Deutsche im Burgviertel Drucken
14.05.2004
Nach den bisherigen, die kulturelle und wirtschaftliche Rolle der Deutschen in der Hauptstadt vorstellenden Bänden Deutsche in Budapest und Deutsche in der Innenstadt/Leopoldstadt erschien 2004 das nächste von Wendelin Hambuch redigierte Buch über die deutsche Präsenz im Burgviertel* (eigentlich die Festung). Die zweisprachigen Studien des Bandes verfolgen die historischen Ereignisse, die zu der Ansiedlung der Deutschen in der Festung geführt haben, und stellen thematisch die Bereiche des kulturellen und wirtschaftlichen Lebens dar, in denen die Deutschen einen wesentlichen Beitrag geleistet haben.

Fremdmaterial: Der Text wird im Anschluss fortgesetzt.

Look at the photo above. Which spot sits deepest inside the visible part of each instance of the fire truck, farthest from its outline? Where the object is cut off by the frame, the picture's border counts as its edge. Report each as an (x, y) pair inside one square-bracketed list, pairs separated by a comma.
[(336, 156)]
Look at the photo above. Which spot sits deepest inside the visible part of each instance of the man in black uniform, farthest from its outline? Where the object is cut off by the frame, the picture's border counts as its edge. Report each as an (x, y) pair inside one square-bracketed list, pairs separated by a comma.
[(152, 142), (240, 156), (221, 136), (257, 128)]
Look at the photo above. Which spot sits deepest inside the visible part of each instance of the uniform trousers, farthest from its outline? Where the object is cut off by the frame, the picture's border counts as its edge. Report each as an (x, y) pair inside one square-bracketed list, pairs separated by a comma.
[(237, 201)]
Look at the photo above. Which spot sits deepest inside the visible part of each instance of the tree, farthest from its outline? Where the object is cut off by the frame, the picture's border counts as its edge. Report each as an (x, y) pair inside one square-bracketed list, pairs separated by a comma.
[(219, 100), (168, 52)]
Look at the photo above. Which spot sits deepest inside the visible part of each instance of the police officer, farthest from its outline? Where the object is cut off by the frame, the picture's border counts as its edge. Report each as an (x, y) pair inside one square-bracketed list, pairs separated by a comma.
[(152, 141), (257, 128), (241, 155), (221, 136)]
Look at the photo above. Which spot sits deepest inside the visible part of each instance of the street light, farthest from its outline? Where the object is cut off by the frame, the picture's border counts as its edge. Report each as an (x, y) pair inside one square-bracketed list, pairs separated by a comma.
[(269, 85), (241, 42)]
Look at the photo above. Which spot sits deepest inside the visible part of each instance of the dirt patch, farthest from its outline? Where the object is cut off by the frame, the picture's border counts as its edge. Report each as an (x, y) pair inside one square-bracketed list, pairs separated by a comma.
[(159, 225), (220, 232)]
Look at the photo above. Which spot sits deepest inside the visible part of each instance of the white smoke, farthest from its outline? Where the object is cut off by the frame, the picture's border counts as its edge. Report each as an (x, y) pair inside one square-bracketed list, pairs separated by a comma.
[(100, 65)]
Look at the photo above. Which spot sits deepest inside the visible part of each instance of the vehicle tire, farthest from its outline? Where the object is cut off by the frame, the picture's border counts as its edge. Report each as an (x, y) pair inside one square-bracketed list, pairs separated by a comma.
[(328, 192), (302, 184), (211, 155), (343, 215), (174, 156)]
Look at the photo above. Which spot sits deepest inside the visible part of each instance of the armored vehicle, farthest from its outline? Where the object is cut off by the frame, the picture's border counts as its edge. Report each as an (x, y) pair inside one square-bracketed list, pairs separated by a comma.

Die einführenden Studien von Katalin Szende, István Soós, Zoltán Fónagy u. a.  behandeln die Gründung und Geschichte der Stadt Ofen, wobei auch ausführlich auf das Ofner Stadtrecht eingegangen wird. Erwähnt werden auch die in Ofen stattgefundenen drei Königskrönungen (1792, 1867, 1916) sowie die Rolle der Festung Ofen bzw. Budapest in den Türkenkriegen und im Zweiten Weltkrieg. Kapitel II beschäftigt sich mit den Selbstverwaltungen von Ofen, dabei werden im Beitrag von Zoltán Fónagy alle Stadtrichter und Bürgermeister von deutscher Herkunft aufgezählt, die Liste der Namen umfaßt eine lange Periode, und zwar vom Jahre 1249 bis 1873.
Kapitel III erörtert die Aktivitäten der deutschen Bürger Ofens im kulturellen Bereich: die deutschen Druckereien, die deutschsprachigen Zeitungen, die deutschen Schulen sowie die deutsche Musik hinterließen eine bis zu unseren Tagen spürbare Wirkung. Die Kirchen waren in der Festung nicht nur als Orte des Gebetes und der Gottesandacht relevant, sondern werden heute als Baudenkmäler geschätzt, wie zum Beispiel die Matthiaskirche. Über die deutschsprachige Seelsorge der katholischen und evangelischen Gläubigen findet man Beiträge in Kapitel IV, in Kapitel V eine detaillierte Beschreibung der Kirchen und Kapellen in der Festung und im I. Stadtbezirk.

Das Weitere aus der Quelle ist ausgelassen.